I used to be a huge advocate of the “Keep The Change” plan offered by Bank of America. For the last couple years, I’ve touted the “coolness” of rounding up every debit purchase and putting the extra change into an attached savings account. Now, I’m not so sure…

Here’s my top 5 reasons why the “Keep The Change” setup from BoA is not really worth it, and could possibly hurt your personal finance efforts..

  • The interest rate on this account is lousy! - 0.20% APY as of this writing. If you keep any kind of savings, even your emergency fund, in this account, you’re losing money. If you’re enrolled in this program, transfer out your savings monthly to somewhere where it will do you some good.
  • Personal finance software issues – Some PF software doesn’t handle these regular transfers well, and most budgeting packages don’t handle them at all. Budgeting is about dictating your money beforehand, not afterwards, so it’s no surprise why programs like mvelopes don’t handle “Keep The Change” transactions well.
  • The match – Really, after the first match, it isn’t anything to write home about. If your budgeting, and using your debit card wisely, you probably have at most 8-10 transactions a month for groceries, gas, etc. Even at $0.99 rounded into the savings account that’s less than $10 a month. And 5% of that is $0.50.
  • BoA’s a crappy bank – Okay, okay, I only had four reasons to not use “Keep The Change”, so I had to throw this one in. I admit, in full disclosure, that I currently bank with them, their web-bank is definitely the best I’ve ever seen, but the bank is too big to be flexible to anyone’s individual needs. They sell the banking equivalent of the “Model A” of Ford’s early years… You can have it any color you want, as long as it’s black. And while I do bank with them for their web-bank, my money is never kept there, outside of the now $200/pp budget I keep.

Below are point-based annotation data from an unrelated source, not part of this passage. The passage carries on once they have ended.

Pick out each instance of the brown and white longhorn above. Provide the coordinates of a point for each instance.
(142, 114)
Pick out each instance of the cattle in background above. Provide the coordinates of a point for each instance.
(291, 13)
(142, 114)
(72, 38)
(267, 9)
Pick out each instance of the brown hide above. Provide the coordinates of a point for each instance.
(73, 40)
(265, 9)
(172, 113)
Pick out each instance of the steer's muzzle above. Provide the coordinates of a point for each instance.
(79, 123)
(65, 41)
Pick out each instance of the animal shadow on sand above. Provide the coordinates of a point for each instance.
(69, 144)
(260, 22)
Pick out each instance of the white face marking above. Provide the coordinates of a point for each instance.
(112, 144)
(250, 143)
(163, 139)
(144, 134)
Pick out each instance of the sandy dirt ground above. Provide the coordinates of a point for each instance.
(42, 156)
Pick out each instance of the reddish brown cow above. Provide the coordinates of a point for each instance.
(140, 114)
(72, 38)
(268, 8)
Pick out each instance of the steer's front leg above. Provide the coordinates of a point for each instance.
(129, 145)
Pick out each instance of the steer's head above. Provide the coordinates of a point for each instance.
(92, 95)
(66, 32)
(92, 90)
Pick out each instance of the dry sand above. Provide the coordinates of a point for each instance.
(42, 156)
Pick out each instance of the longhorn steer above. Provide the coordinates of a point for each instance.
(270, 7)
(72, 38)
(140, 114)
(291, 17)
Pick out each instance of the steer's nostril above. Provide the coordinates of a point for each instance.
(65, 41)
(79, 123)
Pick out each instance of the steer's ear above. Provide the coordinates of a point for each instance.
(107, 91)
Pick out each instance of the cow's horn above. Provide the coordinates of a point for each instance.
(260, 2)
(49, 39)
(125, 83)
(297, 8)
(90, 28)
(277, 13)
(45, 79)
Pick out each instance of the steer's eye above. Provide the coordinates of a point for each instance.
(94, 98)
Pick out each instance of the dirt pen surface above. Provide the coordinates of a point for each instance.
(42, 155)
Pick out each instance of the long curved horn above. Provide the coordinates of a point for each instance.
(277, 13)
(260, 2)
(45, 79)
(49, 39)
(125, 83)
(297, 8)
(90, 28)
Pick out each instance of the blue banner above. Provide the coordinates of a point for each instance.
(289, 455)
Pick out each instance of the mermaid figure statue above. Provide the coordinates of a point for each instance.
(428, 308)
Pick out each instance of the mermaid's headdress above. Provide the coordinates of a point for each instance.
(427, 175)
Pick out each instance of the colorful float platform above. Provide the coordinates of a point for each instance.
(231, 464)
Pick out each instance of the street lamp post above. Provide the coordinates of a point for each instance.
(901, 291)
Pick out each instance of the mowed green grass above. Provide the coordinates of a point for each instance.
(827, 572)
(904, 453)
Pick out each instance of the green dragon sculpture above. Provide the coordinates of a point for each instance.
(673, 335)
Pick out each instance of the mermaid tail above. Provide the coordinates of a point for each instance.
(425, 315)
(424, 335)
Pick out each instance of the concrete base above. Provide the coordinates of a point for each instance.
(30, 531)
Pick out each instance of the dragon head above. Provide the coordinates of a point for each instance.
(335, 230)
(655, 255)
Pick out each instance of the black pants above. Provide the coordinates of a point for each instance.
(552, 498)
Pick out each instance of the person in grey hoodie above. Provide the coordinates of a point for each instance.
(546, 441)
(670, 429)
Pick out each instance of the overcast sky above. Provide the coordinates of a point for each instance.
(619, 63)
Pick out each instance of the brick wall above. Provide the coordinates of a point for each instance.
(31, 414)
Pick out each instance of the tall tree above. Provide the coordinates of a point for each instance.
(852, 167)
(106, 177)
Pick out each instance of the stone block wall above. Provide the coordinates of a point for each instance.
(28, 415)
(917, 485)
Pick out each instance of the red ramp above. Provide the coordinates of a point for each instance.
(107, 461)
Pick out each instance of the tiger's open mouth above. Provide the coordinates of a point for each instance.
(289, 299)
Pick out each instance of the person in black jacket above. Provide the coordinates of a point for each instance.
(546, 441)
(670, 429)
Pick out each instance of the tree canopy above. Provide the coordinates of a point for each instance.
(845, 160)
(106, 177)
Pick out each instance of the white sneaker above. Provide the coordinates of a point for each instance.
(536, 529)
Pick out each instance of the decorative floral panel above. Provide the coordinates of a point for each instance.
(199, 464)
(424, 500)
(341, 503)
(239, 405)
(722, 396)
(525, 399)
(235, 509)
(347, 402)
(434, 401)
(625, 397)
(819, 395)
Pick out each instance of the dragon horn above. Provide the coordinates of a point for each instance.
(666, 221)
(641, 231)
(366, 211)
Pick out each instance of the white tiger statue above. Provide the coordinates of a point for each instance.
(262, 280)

And finally, probably the biggest reason why BoA’s “Keep The Change” is really not worth it…

  • It promotes PASSIVE “budgeting”! - At the beginning of the month you should have already assigned every dollar a job, every bill should already be defined as well as it could be, and excess should go to debt repayment or investment. The money you’re spending out of your checking account now is already budgeted to be spent on something, not saved. If you’re finding even $5-$10 a month extra in this “keep the change” account, you should probably re-evaluate your budget. This is not the same as hitting a great “everything in the stores 75% off and we’re taking triple-coupons” sale at the grocery store, that money is a savings above and beyond.

If I ever find a bank that offers a web-bank comparable to what BoA offers, I’m gone.  Until then, they’re just a catalyst for my money… quickly in, quickly out.